Justin lui tendit la main une seconde fois. Il s’était assis sur le pied du lit.
– Et depuis l’événement, dit-il, jamais vous ne l’avez quittée?
– Jamais je ne la quitterai, répondit Médor, à moins toutefois que je devienne un embarras pour la maison, en cas de maladie ou vieillesse.
– Parlait-elle quelquefois de moi? demanda Justin.
– Elle comptait les jours. Moi, je ne lui disais pas mon idée, mais je ne pensais pas bien de vous.
– Vous aviez raison, répondit Justin avec une profonde tristesse.
– Savoir! fit Médor complètement retourné. Quelqu’un qui dirait du mal de vous maintenant aurait affaire à moi. Quoi donc! mieux vaut tard que jamais, comme on dit, et à tout péché miséricorde. N’y aurait qu’une seule chose…
Il s’arrêta et son regard devint sombre.
– C’est si vous en aviez épousé une autre là-bas! acheva-t-il à voix basse après un silence.
Justin ne répondit que par un sourire.
– Alors, s’écria Médor joyeusement, va bien! vous l’épouserez! Et nous nous mettrons tous à chercher la petite. Moi, je serai ce qu’on voudra; j’ai été chien: si on me veut pour domestique, tope!
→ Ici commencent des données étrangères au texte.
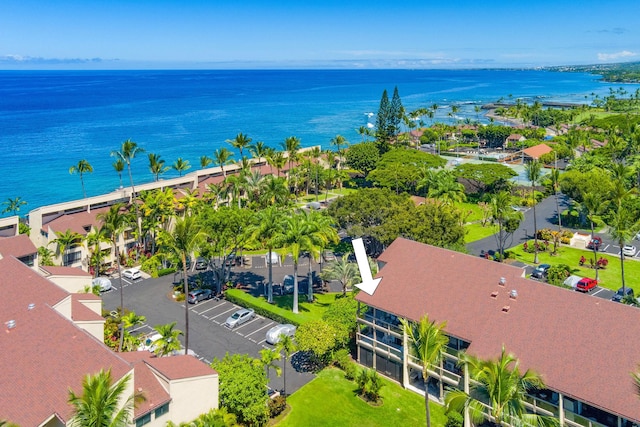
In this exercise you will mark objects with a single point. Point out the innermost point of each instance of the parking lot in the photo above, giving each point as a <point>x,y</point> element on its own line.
<point>208,338</point>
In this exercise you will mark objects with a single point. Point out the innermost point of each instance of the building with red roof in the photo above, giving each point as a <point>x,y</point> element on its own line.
<point>580,344</point>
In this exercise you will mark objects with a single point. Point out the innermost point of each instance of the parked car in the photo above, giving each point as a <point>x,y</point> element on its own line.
<point>595,242</point>
<point>540,272</point>
<point>103,283</point>
<point>132,273</point>
<point>199,295</point>
<point>201,263</point>
<point>239,317</point>
<point>629,250</point>
<point>586,284</point>
<point>622,292</point>
<point>273,334</point>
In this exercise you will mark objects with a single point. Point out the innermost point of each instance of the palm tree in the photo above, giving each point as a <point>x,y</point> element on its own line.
<point>222,157</point>
<point>288,346</point>
<point>81,168</point>
<point>293,239</point>
<point>265,230</point>
<point>427,342</point>
<point>67,240</point>
<point>240,142</point>
<point>101,400</point>
<point>181,165</point>
<point>500,383</point>
<point>157,165</point>
<point>533,174</point>
<point>118,166</point>
<point>185,238</point>
<point>114,222</point>
<point>13,205</point>
<point>268,358</point>
<point>168,341</point>
<point>127,153</point>
<point>343,270</point>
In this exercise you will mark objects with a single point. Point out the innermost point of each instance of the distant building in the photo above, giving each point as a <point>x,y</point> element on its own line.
<point>579,343</point>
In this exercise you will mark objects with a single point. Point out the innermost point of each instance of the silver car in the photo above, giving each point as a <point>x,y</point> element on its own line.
<point>274,334</point>
<point>239,317</point>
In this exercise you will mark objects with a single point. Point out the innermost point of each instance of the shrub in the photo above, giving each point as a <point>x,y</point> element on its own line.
<point>276,406</point>
<point>454,419</point>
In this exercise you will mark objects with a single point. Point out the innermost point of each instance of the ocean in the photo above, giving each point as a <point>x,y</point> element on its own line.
<point>49,120</point>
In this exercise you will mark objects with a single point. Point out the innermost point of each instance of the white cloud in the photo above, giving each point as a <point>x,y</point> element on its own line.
<point>616,55</point>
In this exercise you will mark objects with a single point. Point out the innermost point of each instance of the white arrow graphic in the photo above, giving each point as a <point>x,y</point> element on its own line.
<point>369,284</point>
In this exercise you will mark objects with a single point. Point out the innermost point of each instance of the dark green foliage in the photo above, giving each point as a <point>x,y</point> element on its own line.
<point>243,385</point>
<point>277,405</point>
<point>363,157</point>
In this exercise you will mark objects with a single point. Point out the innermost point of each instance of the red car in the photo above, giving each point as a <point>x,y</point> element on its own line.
<point>586,284</point>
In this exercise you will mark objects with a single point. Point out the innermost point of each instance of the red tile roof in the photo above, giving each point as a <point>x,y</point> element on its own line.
<point>45,354</point>
<point>17,246</point>
<point>580,344</point>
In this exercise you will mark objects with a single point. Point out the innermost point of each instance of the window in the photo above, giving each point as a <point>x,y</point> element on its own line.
<point>162,410</point>
<point>146,419</point>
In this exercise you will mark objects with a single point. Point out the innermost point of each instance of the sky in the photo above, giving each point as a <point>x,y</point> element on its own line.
<point>116,34</point>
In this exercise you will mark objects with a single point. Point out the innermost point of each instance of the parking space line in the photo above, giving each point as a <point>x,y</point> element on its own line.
<point>265,326</point>
<point>224,312</point>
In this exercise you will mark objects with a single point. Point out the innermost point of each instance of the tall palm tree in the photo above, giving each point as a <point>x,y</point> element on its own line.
<point>222,157</point>
<point>101,400</point>
<point>13,205</point>
<point>533,170</point>
<point>118,166</point>
<point>114,222</point>
<point>342,270</point>
<point>288,346</point>
<point>81,168</point>
<point>265,230</point>
<point>127,153</point>
<point>427,342</point>
<point>157,165</point>
<point>186,236</point>
<point>181,165</point>
<point>68,239</point>
<point>240,142</point>
<point>293,239</point>
<point>500,383</point>
<point>168,341</point>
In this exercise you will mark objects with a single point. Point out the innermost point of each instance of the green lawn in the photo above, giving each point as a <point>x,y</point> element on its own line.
<point>282,304</point>
<point>609,277</point>
<point>330,400</point>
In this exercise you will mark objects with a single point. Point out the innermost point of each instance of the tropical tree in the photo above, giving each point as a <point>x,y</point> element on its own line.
<point>427,342</point>
<point>100,404</point>
<point>81,168</point>
<point>293,239</point>
<point>342,270</point>
<point>187,236</point>
<point>500,384</point>
<point>168,341</point>
<point>13,205</point>
<point>288,346</point>
<point>533,175</point>
<point>157,165</point>
<point>265,230</point>
<point>222,157</point>
<point>113,223</point>
<point>181,165</point>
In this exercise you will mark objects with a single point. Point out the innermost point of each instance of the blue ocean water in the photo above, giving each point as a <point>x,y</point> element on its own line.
<point>49,120</point>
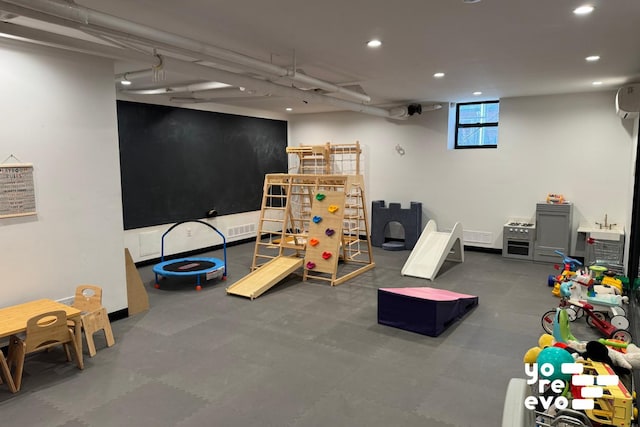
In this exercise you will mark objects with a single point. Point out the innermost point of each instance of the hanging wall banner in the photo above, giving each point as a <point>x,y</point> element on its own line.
<point>17,193</point>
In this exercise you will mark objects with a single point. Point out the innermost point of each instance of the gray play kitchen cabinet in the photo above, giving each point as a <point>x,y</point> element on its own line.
<point>553,231</point>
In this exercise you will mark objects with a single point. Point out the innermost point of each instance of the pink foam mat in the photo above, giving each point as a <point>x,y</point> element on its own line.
<point>429,293</point>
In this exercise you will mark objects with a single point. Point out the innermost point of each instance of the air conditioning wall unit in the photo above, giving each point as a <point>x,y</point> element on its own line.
<point>628,101</point>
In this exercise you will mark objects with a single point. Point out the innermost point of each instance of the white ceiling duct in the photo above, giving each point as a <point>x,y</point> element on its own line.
<point>195,70</point>
<point>104,22</point>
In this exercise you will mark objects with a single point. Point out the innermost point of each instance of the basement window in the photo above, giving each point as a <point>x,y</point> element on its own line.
<point>477,124</point>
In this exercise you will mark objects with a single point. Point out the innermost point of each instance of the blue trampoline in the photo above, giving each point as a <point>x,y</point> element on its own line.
<point>200,267</point>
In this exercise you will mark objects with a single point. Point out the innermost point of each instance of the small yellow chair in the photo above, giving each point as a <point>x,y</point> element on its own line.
<point>44,331</point>
<point>88,299</point>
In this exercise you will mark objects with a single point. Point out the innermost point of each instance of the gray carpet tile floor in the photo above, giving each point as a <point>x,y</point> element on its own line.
<point>303,354</point>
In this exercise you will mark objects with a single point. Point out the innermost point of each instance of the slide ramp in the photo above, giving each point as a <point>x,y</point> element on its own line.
<point>432,250</point>
<point>263,278</point>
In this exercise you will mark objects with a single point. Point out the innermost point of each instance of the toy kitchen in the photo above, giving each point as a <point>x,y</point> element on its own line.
<point>518,238</point>
<point>538,239</point>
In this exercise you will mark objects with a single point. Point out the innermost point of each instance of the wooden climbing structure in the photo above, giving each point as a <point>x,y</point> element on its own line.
<point>327,159</point>
<point>314,221</point>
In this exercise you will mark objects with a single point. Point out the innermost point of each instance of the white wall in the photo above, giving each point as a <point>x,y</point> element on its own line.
<point>570,144</point>
<point>58,112</point>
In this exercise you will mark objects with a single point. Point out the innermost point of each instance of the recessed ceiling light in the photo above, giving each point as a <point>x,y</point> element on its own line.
<point>583,10</point>
<point>374,43</point>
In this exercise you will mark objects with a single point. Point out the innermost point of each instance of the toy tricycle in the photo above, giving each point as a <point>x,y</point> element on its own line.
<point>594,319</point>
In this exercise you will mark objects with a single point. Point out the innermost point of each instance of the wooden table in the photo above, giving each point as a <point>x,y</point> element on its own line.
<point>13,319</point>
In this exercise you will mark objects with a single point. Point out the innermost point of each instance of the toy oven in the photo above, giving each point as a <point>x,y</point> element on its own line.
<point>518,240</point>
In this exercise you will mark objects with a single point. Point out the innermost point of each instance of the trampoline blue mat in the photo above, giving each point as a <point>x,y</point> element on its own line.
<point>188,266</point>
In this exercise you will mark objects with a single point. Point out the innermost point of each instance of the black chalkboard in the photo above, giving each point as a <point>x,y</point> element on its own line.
<point>177,164</point>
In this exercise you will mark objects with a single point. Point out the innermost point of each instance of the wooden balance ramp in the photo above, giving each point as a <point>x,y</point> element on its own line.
<point>262,279</point>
Si on ne veut pas, quand l’enfant sera retrouvée, bonsoir les voisins, on peut toujours gagner du pain sec dans Paris, quand on a de bons bras et de la conduite. Je reviendrai voir madame Lily le dimanche, et je parie bien qu’elle m’offrira la soupe avec plaisir.
La main de Justin pesa sur son bras.
– Vous croyez donc qu’elle va revenir? demanda-t-il.
La joie du bon garçon tomba, et il devint tout pâle.
– Comment! balbutia-t-il, si je crois… Mais si elle ne revenait pas, où irait-elle?
Il y eut un long silence. L’horloge de la gare de Lyon sonna; Justin et Médor comptèrent dix coups. Ils se regardèrent. L’inquiétude de Justin gagna Médor qui dit:
– Jamais rien de semblable n’est arrivé.
Ils attendirent encore une heure. Médor se mit à parcourir la chambre comme un lion va et vient dans sa cage. Puis, s’arrêtant tout à coup en face de Justin qui semblait atterré.
– Ça l’a peut-être repris! dit-il. J’entends sa folie!
Et il raconta à Justin, qui pleurait en l’écoutant, la scène qui s’était passée auprès de la grille de la rue Buffon: Lily apercevant le fantôme de Petite-Reine au pied d’un arbre, l’appelant des noms les plus tendres et secouant les barreaux que ses pauvres mains parvenaient à ébranler, puis, lui, Médor, escaladant la grille et trouvant le petit tas de feuilles sèches blanchi par un rayon de lune.